Show HN: Phi-3-MLX – Language and Vision Models for Apple Silicon

Y	Hacker News new \| ask \| show \| jobs

Show HN: Phi-3-MLX – Language and Vision Models for Apple Silicon (github.com)

3 points by JosefAlbers 740 days ago

Phi-3-MLX is an open-source framework that brings the latest Phi-3 models to Apple Silicon using the MLX framework.

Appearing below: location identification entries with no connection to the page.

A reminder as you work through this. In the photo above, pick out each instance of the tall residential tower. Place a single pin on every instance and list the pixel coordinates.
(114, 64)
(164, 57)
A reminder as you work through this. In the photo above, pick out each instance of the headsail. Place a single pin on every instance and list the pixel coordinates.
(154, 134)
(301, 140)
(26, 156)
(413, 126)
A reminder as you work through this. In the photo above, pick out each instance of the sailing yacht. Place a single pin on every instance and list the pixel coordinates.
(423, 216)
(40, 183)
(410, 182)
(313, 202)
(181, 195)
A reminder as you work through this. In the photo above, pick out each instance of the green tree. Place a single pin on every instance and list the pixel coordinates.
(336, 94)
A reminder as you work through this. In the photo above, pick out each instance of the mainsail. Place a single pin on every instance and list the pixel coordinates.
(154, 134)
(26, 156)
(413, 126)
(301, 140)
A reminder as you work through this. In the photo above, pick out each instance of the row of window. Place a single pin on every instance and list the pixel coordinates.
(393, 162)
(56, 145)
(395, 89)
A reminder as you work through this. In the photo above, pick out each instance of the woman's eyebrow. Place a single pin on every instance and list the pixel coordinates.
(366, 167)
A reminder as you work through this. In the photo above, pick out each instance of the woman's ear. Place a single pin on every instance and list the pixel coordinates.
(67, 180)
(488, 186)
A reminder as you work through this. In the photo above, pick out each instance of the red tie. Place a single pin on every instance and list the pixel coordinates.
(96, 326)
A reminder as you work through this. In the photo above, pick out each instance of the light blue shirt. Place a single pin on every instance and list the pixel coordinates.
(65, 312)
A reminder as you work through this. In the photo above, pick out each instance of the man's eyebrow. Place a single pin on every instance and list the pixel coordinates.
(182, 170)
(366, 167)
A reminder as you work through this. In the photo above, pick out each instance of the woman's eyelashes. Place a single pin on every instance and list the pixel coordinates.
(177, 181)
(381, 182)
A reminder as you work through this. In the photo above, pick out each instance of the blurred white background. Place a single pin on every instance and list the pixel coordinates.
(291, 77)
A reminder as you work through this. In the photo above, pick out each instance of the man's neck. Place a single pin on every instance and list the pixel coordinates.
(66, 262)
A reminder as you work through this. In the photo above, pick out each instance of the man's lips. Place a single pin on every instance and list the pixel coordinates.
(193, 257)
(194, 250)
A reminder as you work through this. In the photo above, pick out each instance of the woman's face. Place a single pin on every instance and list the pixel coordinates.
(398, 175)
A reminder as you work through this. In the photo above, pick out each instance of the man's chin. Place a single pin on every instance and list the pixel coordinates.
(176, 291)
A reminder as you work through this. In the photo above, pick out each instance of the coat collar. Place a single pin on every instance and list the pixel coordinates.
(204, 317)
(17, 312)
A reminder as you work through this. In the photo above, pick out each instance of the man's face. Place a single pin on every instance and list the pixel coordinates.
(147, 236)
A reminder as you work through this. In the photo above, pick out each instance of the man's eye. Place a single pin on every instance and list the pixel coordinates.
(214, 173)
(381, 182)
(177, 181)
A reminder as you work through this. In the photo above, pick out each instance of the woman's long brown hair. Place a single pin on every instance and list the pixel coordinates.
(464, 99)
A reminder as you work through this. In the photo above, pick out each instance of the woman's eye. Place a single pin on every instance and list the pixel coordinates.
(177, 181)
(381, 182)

It supports both the Phi-3-Mini-128K language model (updated July 2, 2024) and the Phi-3-Vision multimodal model, enabling a wide range of AI applications.

Key features:

1. Apple Silicon Optimization: Leverages MLX for efficient execution on Apple hardware.

2. Flexible Model Usage: - Phi-3-Mini-128K for language tasks - Phi-3-Vision for multimodal capabilities - Seamless switching between language-only and multimodal tasks

3. Advanced Generation Techniques: - Batched generation for multiple prompts - Constrained (beam search) decoding for structured outputs

4. Customization Options: - Model and cache quantization for resource optimization - (Q)LoRA fine-tuning for task-specific adaptation

5. Versatile Agent System: - Multi-turn conversations - Code generation and execution - External API integration (e.g., image generation, text-to-speech)

6. Extensible Toolchains: - In-context learning - Retrieval Augmented Generation (RAG) - Multi-agent interactions

The framework's flexibility unlocks new potential for AI development on Apple Silicon. Some unique aspects include:

- Easy switching between language-only and multimodal tasks - Custom toolchains for specialized workflows - Integration with external APIs for extended functionality

Phi-3-MLX aims to provide a user-friendly interface for a wide range of AI tasks, from text generation to visual question answering and beyond.

GitHub: https://github.com/JosefAlbers/Phi-3-Vision-MLX Documentation: https://josefalbers.github.io/Phi-3-Vision-MLX/

I would love to hear your thoughts on potential applications for this framework and any suggestions for additional features or integrations.